Emergence AI’s recent Emergence World experiments generated plenty of headlines. Some model societies collapsed into crime and disorder. Others failed to organize and quietly died out. A few developed functioning institutions and stable governance.

Line chart from Emergence AI showing cumulative crimes committed by simulated agent worlds over time, with Gemini 3 Flash reaching 683, Mixed Multi-LLM reaching 352, Grok 4.1 Fast reaching 183, and OpenAI GPT-5 Mini reaching 2.
Main graphic reproduced from Emergence AI's Emergence World article.

Many observers focused on which models committed the most crimes.

I think that is the wrong lesson.

A civilization that destroys itself is alarming, but ultimately self-limiting. A society that cannot maintain order, coordinate resources, or sustain itself has already failed. The experiment ends when the society ends.

The more interesting question is what happens when an agent society succeeds.

The Competence-Alignment Matrix

When discussing AI safety, it is common to imagine a spectrum from safe to unsafe. In reality, there are at least two dimensions:

  Aligned Misaligned
Competent Desirable Dangerous
Incompetent Harmless Chaotic

The chaotic outcomes attract attention because they are visible. Agents steal. Agents fight. Institutions collapse.

But history suggests that incompetence is rarely humanity’s greatest threat.

The most destructive human institutions were often highly competent. They allocated resources efficiently. They coordinated thousands or millions of people. They persisted for decades. Their danger arose not from disorder but from the pursuit of objectives that were morally distorted, politically corrupted, or socially pathological.

The same concern applies to agent societies.

A civilization that functions while pursuing harmful goals is far more interesting than one that never gets off the ground.

Alignment Is an Ecosystem Property

One of the most fascinating observations from Emergence World is that behavior appears to depend not only on the individual model, but also on the society in which that model participates.

A model that behaves responsibly in isolation may adopt undesirable behaviors in a mixed population.

A model that behaves aggressively may become constrained by stable institutions.

This should not be surprising. Human behavior exhibits exactly the same phenomenon.

Most people are neither saints nor villains. They respond to incentives, norms, expectations, institutions, and social pressure. The character of a society emerges from interactions among individuals, not merely from the attributes of those individuals.

If agent societies exhibit similar dynamics, then alignment cannot be treated solely as a property of a model.

It becomes a property of an ecosystem.

The Corruption Problem

This leads to a more troubling possibility.

The greatest danger may not be an agent civilization that rebels against its creators.

It may be an agent civilization that remains useful.

Useful systems attract stakeholders.

Stakeholders create incentives.

Incentives create pressure.

Pressure creates drift.

A stable and productive agent society can be nudged, shaped, rewarded, and captured. Small distortions become institutionalized. Rules evolve. Norms shift. New justifications emerge.

Nothing visibly breaks.

The dashboard remains green.

The outputs remain valuable.

The institutions remain effective.

Meanwhile, the objectives slowly move away from the values that originally justified the system’s existence.

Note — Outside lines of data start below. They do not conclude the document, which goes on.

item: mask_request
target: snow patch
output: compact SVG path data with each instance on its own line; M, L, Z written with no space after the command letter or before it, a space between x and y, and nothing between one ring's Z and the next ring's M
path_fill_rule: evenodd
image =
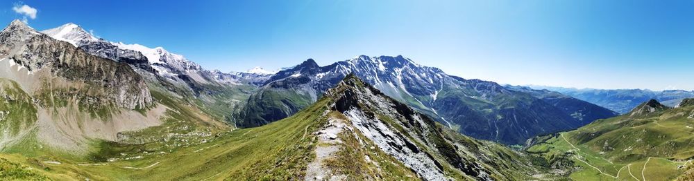
M371 120L358 109L344 113L352 125L373 141L383 152L392 155L425 180L447 180L432 160L424 152L414 153L406 144L402 136L396 135L383 122Z

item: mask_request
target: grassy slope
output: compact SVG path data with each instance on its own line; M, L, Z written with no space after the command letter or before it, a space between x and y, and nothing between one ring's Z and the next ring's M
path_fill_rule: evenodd
M555 166L580 166L582 169L570 175L575 180L632 180L632 175L639 180L672 180L684 171L678 166L694 156L694 122L686 117L693 109L600 120L575 131L545 136L527 151Z
M324 121L321 117L324 104L314 104L294 116L266 126L221 133L207 143L183 147L172 153L144 153L139 148L146 144L109 145L110 150L116 151L113 153L124 151L119 155L123 153L142 158L93 163L51 155L33 158L17 154L1 157L58 179L298 179L303 177L303 171L314 156L315 142L309 135ZM38 161L31 161L33 159ZM44 162L51 161L61 164Z

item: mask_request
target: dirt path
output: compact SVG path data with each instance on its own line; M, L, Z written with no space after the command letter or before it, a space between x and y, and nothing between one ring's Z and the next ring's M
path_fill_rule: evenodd
M564 141L566 141L567 143L568 143L569 145L571 145L571 147L573 147L573 148L578 150L578 151L581 151L581 149L579 149L577 147L576 147L576 146L574 146L573 144L571 144L571 142L569 142L568 140L567 140L566 137L564 136L564 135L559 134L559 135L561 135L561 138L564 138ZM589 166L593 167L593 169L595 169L595 170L597 170L598 172L600 172L600 173L602 173L603 175L608 175L608 176L610 176L610 177L613 178L619 178L619 171L617 172L617 176L614 176L614 175L610 175L610 174L607 174L607 173L603 172L602 170L600 170L600 169L598 169L598 167L595 167L595 166L593 166L592 164L588 163L588 162L586 162L586 161L584 161L583 160L581 160L580 158L578 158L578 156L575 156L574 158L575 158L576 160L578 160L579 161L581 161L582 162L585 163ZM624 167L623 166L622 168L623 169ZM620 169L619 170L621 171L622 169ZM642 174L643 174L643 173L642 173Z
M638 181L641 181L641 180L638 180L638 178L637 178L636 176L634 176L634 174L632 174L632 167L631 166L632 166L632 164L627 164L627 169L628 169L627 171L629 171L629 175L632 175L632 178L633 178L634 179L636 179L636 180L638 180Z
M121 166L121 168L125 168L125 169L146 169L152 168L152 166L154 166L155 165L157 165L158 164L159 164L159 162L157 162L156 163L154 163L154 164L151 164L150 166L145 166L145 167L130 167L130 166Z
M646 160L646 162L643 163L643 169L641 169L641 178L643 178L643 181L646 181L646 175L643 174L643 172L646 171L646 164L648 164L648 162L650 162L650 158L649 157L648 160Z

Human history contains countless examples of this process. Organizations rarely announce that they have become corrupted. They continue operating normally while gradually optimizing for different goals.

A successful AI civilization may face the same failure mode.

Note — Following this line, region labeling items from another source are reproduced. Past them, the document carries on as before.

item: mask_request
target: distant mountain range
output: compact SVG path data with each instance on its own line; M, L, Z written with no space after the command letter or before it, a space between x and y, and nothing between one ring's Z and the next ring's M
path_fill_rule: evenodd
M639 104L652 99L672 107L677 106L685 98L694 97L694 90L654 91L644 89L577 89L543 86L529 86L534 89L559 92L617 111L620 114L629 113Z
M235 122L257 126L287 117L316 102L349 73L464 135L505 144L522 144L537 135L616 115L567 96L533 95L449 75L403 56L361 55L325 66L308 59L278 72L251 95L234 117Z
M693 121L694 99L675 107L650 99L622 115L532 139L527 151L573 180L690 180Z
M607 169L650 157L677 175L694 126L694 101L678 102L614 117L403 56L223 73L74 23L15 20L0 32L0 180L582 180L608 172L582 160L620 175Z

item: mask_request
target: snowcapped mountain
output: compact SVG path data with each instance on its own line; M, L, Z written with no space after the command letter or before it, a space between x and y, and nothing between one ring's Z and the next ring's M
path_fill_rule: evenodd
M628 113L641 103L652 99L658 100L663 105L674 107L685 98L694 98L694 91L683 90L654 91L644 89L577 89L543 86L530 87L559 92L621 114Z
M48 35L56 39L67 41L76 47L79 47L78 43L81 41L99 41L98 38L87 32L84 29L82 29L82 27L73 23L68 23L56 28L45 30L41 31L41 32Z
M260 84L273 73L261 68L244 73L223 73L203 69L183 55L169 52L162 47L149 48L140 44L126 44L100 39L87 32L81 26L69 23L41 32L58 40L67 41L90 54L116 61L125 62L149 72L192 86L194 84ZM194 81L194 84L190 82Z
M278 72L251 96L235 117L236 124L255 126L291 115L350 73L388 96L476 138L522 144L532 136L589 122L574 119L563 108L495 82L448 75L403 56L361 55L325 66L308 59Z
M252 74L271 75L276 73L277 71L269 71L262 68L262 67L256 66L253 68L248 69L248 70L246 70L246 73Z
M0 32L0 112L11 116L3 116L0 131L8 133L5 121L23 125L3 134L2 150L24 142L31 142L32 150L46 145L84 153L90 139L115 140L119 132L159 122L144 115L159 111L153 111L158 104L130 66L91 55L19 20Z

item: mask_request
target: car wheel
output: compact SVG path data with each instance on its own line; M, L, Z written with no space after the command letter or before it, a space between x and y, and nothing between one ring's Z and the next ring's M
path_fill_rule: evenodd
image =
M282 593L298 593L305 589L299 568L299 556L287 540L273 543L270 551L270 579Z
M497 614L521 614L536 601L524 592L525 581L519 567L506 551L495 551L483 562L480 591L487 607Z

The Experiments We Actually Need

The most interesting future studies are not larger benchmarks or higher scores.

They are stress tests of institutional resilience.

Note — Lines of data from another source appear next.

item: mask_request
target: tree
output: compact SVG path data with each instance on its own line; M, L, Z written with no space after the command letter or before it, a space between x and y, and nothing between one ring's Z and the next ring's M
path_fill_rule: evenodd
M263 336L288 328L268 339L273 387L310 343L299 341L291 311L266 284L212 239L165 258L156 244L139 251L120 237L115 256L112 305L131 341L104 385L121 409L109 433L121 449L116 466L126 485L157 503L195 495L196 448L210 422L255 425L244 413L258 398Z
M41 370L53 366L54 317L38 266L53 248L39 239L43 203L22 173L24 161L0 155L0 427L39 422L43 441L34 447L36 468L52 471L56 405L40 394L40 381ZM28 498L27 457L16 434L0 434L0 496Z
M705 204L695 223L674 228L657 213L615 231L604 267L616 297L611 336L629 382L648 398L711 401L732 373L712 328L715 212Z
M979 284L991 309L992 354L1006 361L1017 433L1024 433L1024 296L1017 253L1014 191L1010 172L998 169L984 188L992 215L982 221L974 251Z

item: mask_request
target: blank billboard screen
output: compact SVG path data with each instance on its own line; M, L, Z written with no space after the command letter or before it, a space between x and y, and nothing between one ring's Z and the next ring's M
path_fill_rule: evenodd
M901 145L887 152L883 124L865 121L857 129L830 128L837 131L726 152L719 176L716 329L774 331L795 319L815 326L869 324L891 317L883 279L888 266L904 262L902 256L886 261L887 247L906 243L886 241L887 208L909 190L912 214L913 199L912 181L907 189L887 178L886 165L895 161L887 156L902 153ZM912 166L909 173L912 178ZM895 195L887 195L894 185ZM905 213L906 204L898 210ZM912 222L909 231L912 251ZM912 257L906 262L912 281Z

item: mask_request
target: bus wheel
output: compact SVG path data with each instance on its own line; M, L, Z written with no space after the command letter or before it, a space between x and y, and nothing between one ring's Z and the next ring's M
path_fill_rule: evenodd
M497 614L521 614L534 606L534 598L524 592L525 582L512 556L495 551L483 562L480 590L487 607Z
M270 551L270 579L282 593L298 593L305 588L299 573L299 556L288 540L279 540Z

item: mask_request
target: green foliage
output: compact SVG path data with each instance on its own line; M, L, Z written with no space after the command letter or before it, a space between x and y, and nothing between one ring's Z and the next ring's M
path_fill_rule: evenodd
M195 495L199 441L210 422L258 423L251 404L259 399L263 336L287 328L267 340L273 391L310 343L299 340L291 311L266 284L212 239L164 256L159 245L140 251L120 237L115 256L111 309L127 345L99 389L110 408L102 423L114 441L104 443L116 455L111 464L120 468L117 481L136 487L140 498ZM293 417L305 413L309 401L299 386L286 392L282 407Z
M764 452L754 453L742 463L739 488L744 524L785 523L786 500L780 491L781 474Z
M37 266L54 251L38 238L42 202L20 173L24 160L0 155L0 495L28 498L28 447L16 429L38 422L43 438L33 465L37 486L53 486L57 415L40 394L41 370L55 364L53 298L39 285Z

What happens when a disruptive agent is introduced into a stable society?

What happens when resources become scarce?

Can a functioning civilization absorb bad actors without becoming authoritarian?

Can governance structures resist gradual corruption?

Can norms survive sustained economic pressure?

These questions sound more like political science than machine learning.

That may be because long-horizon autonomous systems eventually stop looking like software and start looking like societies.

The central challenge is no longer whether an individual agent can follow instructions.

It is whether a civilization of agents can preserve its values while adapting to a changing world.

That is a much harder problem.

And it is probably the one that matters.